JACKSON – (AP) An organization has lost its government designation to bring foreign exchange students to the United States after facing allegations of mismanagement and lax oversight that included students being placed in homes where they were sexually abused.

State Department spokeswoman Susan Pittman told The Associated Press that Pacific Intercultural Exchange, or PIE, was removed from the department's list of official sponsors.

State Department officials haven't said exactly what problems led to PIE's removal, but documents and emails obtained by AP in July showed allegations of serious problems, including sexual abuse by host fathers. The documents also showed that the State Department had concerns about PIE's operations for years.

The San Diego-based company was part of a network of organizations that brings close to 30,000 high school students to the U.S. annually.

PIE and other sponsors charge the students' families thousands of dollars to arrange for them to live in American households and go to high school. The U.S. government also gives grants to students from some countries.

PIE was suspended from the program in July. The company challenged the suspension, but it was upheld during an administrative appeals process. The suspension affected more than 455 students from 18 countries for this school year.

The State Department also decided at that time to deny PIE's sponsor re-designation, which comes up for renewal every two years.

The company faced a deadline earlier this month to appeal the decision, but decided not to challenge it, meaning the company was removed from the sponsor list, Pittman said.

“The department has had long-standing concerns that PIE operated its exchange program in a manner that put at risk the health, safety and welfare of student participants,'' Pittman said. “The department remains vigilant in its oversight of exchange visitor program sponsors to ensure that the participants' experiences are safe and rewarding.''

Two of the most serious cases of problems involved host fathers convicted of sexually abusing exchange students, including one in which PIE was accused of failing to do an adequate background check.

Craig Steven Ley

In one of the sexual abuse cases, PIE host father Craig Steven Ley of Beaverton, Oregon, pleaded guilty in 2010 to sexually abusing a German boy. PIE didn't do an adequate background check which would have disclosed Ley had a felony record for using another exchange student in a bogus insurance claim, according to a lawsuit filed on behalf of the student.

PIE President John Doty testified in September as part of the lawsuit that his company had known since 2006 that Ley was a convicted felon, though he denied personal knowledge of Ley's criminal record and said his company didn't know the prior crime involved an exchange student.

The company also tried to falsify records in 2010 to conceal the fact that it brought a 17-year-old girl from Kazakhstan to Maryland without having her registered for school, according to documents reviewed by AP. The students are supposed to be registered for school before coming to the U.S. The girl ended up going home disappointed and distraught.

Officials in Louisiana were so alarmed by the living conditions of PIE students that in 2010 the Vermillion Parish School Board banned the company from placing students in the district.

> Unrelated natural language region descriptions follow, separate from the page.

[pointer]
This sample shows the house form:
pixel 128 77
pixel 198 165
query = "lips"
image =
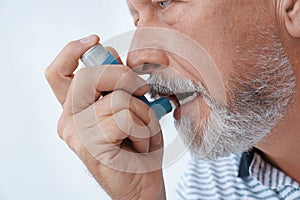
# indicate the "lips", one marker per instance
pixel 180 99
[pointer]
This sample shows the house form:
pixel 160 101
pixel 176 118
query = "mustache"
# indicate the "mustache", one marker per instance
pixel 164 84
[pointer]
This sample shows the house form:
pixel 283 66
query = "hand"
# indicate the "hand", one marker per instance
pixel 117 136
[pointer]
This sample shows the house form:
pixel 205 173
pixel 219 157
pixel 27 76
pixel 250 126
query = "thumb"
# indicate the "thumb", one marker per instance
pixel 114 53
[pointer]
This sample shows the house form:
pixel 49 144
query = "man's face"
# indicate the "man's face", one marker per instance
pixel 242 38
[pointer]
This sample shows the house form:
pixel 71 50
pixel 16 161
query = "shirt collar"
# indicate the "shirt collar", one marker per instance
pixel 245 163
pixel 252 164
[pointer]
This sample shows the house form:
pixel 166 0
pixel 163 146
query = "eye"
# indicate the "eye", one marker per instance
pixel 164 4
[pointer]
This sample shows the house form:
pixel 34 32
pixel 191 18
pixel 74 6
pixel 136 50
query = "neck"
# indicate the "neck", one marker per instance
pixel 281 147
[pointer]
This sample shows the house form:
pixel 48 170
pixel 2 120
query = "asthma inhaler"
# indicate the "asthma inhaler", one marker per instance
pixel 97 55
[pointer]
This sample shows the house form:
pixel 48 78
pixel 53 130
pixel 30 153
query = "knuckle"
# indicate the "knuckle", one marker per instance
pixel 71 45
pixel 49 73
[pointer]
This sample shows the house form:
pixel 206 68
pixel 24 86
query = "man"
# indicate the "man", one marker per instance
pixel 255 46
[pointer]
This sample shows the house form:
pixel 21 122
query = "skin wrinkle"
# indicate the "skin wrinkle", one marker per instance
pixel 258 100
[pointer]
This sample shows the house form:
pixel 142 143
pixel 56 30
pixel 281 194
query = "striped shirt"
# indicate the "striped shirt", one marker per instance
pixel 225 179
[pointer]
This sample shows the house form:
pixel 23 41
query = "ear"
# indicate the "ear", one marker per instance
pixel 292 17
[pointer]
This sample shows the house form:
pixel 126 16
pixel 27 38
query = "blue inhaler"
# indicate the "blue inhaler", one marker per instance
pixel 97 55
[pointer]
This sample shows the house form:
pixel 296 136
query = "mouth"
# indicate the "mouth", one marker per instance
pixel 180 99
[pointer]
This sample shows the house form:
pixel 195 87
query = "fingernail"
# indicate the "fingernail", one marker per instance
pixel 88 39
pixel 142 83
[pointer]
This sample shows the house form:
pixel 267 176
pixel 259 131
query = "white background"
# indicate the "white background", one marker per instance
pixel 35 164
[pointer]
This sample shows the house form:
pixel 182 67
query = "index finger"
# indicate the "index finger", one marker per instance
pixel 59 74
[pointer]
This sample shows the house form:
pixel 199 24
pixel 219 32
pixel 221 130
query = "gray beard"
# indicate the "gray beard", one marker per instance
pixel 257 101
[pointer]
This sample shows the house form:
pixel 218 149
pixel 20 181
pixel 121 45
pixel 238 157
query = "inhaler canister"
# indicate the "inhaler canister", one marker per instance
pixel 98 55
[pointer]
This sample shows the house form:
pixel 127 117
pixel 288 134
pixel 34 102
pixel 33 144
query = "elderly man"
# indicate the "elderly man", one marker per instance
pixel 245 145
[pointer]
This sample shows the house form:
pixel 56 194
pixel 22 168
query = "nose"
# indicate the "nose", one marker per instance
pixel 146 61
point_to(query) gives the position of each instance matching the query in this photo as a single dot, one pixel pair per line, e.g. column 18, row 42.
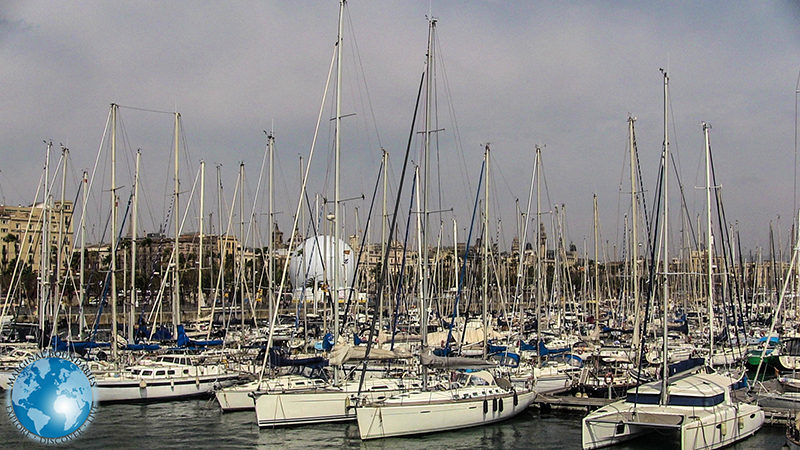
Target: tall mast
column 596, row 261
column 383, row 232
column 114, row 227
column 60, row 246
column 176, row 285
column 485, row 258
column 134, row 225
column 710, row 245
column 665, row 231
column 635, row 238
column 271, row 244
column 539, row 250
column 337, row 173
column 200, row 250
column 44, row 263
column 81, row 319
column 241, row 273
column 429, row 84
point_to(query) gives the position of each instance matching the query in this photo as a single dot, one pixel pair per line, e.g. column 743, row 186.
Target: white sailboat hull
column 397, row 419
column 695, row 427
column 319, row 405
column 127, row 389
column 237, row 398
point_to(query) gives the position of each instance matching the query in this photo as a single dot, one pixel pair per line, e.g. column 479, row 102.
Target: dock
column 778, row 417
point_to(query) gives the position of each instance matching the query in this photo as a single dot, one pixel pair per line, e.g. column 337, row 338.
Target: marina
column 356, row 301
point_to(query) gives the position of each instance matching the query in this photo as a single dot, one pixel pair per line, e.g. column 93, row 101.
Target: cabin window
column 685, row 400
column 643, row 399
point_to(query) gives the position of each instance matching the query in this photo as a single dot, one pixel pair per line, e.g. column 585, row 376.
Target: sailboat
column 469, row 399
column 691, row 402
column 331, row 402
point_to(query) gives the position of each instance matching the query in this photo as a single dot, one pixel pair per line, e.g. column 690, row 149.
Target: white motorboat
column 165, row 378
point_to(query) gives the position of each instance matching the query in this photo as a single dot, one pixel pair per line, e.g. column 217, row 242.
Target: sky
column 564, row 76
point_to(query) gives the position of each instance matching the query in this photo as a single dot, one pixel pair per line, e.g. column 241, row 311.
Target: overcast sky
column 561, row 75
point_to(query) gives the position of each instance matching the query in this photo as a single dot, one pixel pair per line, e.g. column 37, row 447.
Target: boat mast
column 383, row 234
column 134, row 225
column 596, row 261
column 60, row 246
column 635, row 238
column 423, row 310
column 710, row 244
column 665, row 233
column 114, row 226
column 240, row 274
column 271, row 230
column 200, row 250
column 337, row 173
column 44, row 263
column 176, row 299
column 81, row 319
column 485, row 258
column 538, row 255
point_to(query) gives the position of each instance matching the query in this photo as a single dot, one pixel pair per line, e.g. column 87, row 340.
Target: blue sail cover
column 184, row 341
column 278, row 358
column 78, row 347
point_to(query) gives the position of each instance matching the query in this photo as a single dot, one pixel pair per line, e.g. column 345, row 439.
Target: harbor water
column 199, row 424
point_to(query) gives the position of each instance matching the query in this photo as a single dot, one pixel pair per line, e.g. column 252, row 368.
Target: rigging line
column 366, row 87
column 145, row 109
column 303, row 188
column 361, row 248
column 385, row 260
column 727, row 250
column 466, row 258
column 400, row 295
column 460, row 155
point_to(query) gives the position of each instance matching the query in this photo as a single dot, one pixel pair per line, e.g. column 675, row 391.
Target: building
column 21, row 232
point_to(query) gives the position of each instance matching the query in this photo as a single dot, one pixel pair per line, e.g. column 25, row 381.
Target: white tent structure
column 312, row 265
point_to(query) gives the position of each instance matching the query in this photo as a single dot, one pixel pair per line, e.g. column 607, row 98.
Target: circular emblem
column 51, row 397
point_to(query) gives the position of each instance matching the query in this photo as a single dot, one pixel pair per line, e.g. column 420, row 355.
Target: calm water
column 199, row 424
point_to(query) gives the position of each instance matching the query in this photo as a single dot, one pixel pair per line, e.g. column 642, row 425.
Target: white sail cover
column 313, row 261
column 342, row 353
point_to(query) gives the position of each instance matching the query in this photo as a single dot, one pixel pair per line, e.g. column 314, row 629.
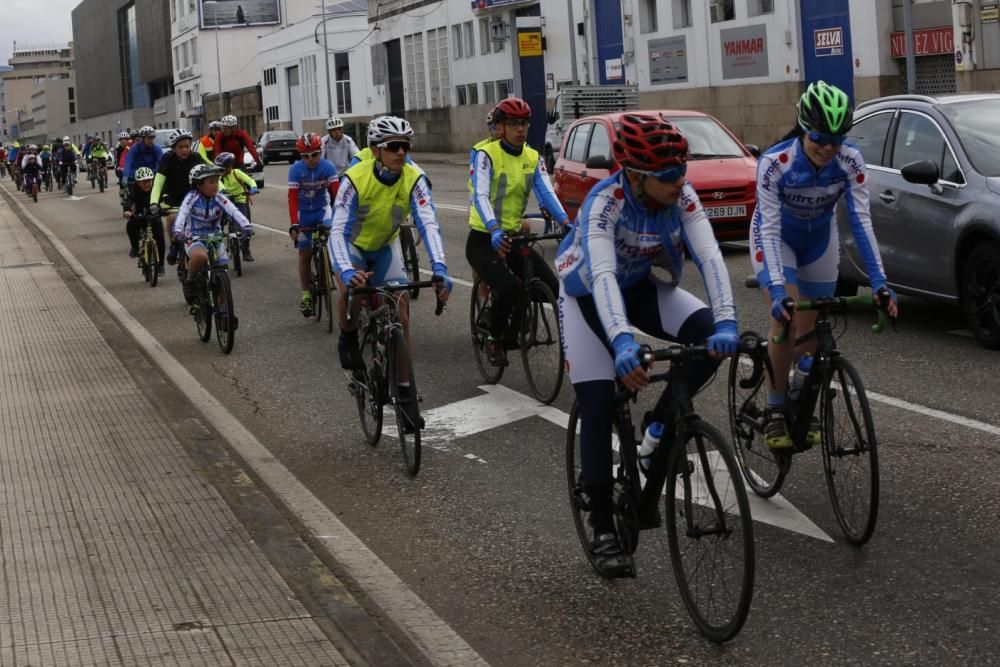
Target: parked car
column 277, row 145
column 933, row 171
column 722, row 170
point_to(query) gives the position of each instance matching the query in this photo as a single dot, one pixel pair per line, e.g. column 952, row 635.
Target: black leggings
column 503, row 275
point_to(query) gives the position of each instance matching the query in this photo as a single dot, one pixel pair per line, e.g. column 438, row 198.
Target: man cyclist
column 312, row 185
column 794, row 235
column 372, row 202
column 338, row 148
column 645, row 213
column 504, row 174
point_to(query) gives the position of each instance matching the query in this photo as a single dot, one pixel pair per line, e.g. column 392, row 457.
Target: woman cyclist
column 645, row 213
column 795, row 249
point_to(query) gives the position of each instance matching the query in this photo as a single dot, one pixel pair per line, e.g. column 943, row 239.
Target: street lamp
column 218, row 58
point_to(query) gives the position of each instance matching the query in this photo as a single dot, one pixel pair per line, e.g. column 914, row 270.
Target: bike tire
column 763, row 471
column 850, row 452
column 490, row 373
column 541, row 342
column 703, row 465
column 409, row 443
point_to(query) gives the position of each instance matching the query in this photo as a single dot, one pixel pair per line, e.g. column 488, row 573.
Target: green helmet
column 825, row 108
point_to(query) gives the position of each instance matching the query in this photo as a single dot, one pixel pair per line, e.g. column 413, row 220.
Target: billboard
column 239, row 13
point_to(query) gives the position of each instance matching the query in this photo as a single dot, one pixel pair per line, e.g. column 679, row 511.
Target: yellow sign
column 529, row 43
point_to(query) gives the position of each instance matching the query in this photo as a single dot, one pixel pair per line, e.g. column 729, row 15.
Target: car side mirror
column 923, row 172
column 599, row 162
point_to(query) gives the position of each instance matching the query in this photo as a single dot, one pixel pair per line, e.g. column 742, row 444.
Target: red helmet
column 509, row 108
column 308, row 143
column 648, row 142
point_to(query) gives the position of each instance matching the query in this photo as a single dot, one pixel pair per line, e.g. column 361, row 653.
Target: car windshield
column 706, row 138
column 977, row 125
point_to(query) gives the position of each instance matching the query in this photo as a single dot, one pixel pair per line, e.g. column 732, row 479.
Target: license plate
column 736, row 211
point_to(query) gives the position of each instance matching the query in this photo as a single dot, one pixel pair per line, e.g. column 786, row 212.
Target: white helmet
column 384, row 127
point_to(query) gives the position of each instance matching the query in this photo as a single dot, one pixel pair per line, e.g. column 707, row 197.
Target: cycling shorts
column 809, row 258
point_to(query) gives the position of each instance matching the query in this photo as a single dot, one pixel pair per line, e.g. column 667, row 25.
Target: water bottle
column 799, row 375
column 650, row 441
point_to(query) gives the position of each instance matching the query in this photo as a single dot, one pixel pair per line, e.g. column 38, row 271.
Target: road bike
column 847, row 430
column 534, row 321
column 387, row 361
column 709, row 528
column 213, row 301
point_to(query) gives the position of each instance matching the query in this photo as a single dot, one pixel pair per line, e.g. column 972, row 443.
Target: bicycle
column 385, row 353
column 214, row 297
column 848, row 441
column 535, row 314
column 709, row 528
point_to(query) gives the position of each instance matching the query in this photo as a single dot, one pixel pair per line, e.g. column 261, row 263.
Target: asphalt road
column 487, row 540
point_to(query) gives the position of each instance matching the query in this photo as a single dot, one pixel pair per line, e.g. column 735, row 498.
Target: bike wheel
column 541, row 342
column 399, row 356
column 478, row 321
column 223, row 311
column 763, row 470
column 850, row 452
column 367, row 387
column 710, row 532
column 411, row 261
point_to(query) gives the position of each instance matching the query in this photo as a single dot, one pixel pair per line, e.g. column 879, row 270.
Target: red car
column 722, row 170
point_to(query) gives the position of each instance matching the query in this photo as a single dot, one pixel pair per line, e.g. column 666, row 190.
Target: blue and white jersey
column 617, row 240
column 792, row 194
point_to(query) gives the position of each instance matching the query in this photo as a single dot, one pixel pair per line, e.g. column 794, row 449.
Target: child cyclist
column 237, row 185
column 199, row 216
column 136, row 212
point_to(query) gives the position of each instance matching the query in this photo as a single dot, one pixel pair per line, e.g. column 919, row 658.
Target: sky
column 35, row 23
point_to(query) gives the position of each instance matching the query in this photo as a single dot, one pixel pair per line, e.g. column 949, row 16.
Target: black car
column 278, row 146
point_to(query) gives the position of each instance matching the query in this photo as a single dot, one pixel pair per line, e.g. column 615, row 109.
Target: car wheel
column 981, row 293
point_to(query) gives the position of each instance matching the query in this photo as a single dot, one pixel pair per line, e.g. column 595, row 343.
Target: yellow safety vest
column 381, row 208
column 510, row 187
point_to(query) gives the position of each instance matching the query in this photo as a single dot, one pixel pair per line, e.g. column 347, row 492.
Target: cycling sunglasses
column 824, row 139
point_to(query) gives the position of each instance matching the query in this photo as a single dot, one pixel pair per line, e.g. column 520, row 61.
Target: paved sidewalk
column 114, row 551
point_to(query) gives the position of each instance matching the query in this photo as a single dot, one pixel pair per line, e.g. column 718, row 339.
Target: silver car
column 933, row 167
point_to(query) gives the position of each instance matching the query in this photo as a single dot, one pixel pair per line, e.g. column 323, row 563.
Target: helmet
column 308, row 143
column 511, row 107
column 223, row 159
column 202, row 171
column 144, row 174
column 384, row 127
column 648, row 142
column 825, row 108
column 178, row 135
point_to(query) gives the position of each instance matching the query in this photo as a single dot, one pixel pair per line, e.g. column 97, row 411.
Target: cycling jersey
column 617, row 240
column 310, row 192
column 794, row 199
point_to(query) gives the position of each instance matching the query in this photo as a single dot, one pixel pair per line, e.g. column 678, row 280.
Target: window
column 647, row 16
column 869, row 136
column 342, row 67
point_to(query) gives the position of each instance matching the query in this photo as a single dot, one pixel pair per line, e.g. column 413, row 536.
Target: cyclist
column 645, row 213
column 338, row 148
column 136, row 209
column 200, row 215
column 504, row 174
column 236, row 185
column 370, row 206
column 232, row 139
column 172, row 184
column 796, row 247
column 312, row 185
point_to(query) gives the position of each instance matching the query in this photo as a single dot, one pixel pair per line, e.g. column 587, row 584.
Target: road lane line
column 429, row 633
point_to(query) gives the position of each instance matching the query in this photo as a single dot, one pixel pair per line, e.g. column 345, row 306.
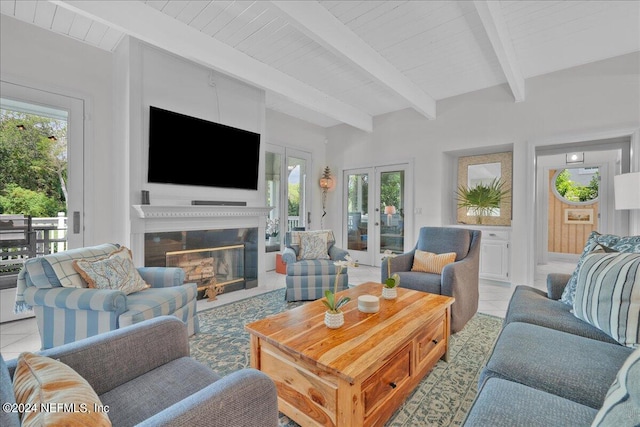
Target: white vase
column 333, row 320
column 389, row 293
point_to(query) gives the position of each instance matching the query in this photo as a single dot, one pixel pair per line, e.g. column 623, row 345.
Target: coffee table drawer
column 390, row 377
column 431, row 343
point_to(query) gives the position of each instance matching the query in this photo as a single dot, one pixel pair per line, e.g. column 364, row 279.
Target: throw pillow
column 62, row 263
column 594, row 239
column 113, row 272
column 428, row 262
column 622, row 404
column 313, row 246
column 608, row 295
column 39, row 381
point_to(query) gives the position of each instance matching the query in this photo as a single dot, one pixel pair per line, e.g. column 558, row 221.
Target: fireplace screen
column 219, row 267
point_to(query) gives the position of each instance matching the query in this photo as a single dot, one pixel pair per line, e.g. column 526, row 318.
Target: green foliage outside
column 34, row 167
column 575, row 192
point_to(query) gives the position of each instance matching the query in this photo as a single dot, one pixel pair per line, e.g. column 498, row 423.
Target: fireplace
column 225, row 258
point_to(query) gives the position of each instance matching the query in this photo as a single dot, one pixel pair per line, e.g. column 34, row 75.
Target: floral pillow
column 313, row 246
column 116, row 271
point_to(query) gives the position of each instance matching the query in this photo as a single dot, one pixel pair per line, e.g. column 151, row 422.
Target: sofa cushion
column 502, row 403
column 429, row 262
column 556, row 362
column 154, row 302
column 115, row 271
column 630, row 244
column 608, row 295
column 531, row 305
column 622, row 405
column 313, row 246
column 7, row 418
column 181, row 377
column 62, row 263
column 314, row 267
column 445, row 239
column 39, row 380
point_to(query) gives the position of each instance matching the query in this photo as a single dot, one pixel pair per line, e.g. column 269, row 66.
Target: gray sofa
column 144, row 374
column 547, row 368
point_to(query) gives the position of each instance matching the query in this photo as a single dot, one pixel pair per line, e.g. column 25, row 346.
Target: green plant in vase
column 334, row 318
column 482, row 199
column 393, row 280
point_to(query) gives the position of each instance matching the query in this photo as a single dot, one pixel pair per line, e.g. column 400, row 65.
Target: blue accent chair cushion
column 67, row 314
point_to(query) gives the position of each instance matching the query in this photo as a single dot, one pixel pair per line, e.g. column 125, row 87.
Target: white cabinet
column 495, row 252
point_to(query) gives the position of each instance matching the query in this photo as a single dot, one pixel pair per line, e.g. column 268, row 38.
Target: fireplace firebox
column 226, row 259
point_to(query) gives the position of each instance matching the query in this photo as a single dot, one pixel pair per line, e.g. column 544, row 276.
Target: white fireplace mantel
column 151, row 212
column 165, row 218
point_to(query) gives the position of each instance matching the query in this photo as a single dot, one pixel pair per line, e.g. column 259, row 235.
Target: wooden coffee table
column 359, row 374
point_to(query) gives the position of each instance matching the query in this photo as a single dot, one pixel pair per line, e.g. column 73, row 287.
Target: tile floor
column 22, row 335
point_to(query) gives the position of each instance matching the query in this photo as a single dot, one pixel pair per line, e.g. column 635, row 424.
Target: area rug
column 442, row 398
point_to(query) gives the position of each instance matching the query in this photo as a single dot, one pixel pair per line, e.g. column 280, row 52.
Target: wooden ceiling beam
column 496, row 28
column 152, row 26
column 317, row 23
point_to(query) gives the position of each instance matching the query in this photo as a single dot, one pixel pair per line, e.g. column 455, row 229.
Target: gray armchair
column 458, row 279
column 144, row 374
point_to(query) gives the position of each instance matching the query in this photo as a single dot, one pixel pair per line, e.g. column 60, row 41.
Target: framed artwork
column 578, row 216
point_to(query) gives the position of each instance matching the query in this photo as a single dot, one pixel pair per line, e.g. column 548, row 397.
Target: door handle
column 76, row 222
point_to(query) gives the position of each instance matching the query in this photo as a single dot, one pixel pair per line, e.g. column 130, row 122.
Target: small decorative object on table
column 390, row 286
column 334, row 317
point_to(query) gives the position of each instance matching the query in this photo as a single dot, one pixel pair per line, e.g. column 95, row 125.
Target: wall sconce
column 575, row 158
column 627, row 190
column 389, row 210
column 327, row 183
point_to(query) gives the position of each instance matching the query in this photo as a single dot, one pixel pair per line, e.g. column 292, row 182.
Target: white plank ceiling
column 330, row 62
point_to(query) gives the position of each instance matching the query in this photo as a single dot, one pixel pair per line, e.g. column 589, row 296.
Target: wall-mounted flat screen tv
column 187, row 150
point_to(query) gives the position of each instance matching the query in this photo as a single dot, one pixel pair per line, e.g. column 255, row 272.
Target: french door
column 29, row 100
column 287, row 189
column 377, row 211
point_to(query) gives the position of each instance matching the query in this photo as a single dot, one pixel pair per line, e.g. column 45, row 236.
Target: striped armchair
column 307, row 279
column 67, row 314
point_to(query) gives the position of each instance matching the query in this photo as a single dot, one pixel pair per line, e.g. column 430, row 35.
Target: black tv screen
column 190, row 151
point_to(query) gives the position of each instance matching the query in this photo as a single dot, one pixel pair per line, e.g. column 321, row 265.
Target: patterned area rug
column 442, row 398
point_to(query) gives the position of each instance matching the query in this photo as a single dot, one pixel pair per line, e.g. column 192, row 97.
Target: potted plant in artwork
column 334, row 317
column 390, row 286
column 483, row 199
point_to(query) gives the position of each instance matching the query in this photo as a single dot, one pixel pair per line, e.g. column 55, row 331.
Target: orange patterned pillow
column 428, row 262
column 55, row 394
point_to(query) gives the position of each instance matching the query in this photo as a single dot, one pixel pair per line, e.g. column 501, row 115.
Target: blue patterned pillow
column 622, row 405
column 608, row 295
column 313, row 246
column 593, row 241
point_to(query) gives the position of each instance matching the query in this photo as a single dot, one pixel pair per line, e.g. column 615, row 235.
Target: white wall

Doty, the PIE president, told his staff in a 2006 email that the company narrowly dodged sanctions for canceling “a number'' of students who signed up to participate in 2005. The email also said Doty went to Washington D.C., in 2006 to meet with State Department officials because he was again faced with canceling participants, this time 113 Korean students.

PIE's website says it has brought more than 25,000 students to the U.S. since the 1970s.

The company generated nearly $3.5 million from October 2009 to September 2010, according to a 2011 IRS filing required of nonprofit organizations. About $1.26 million was from government contributions or grants, but the majority of the company's money, about $2.26 million, came from its foreign program fees, according to the document. The company's website says it has facilitated exchanges for more than 25,000 high school students since the 1970s.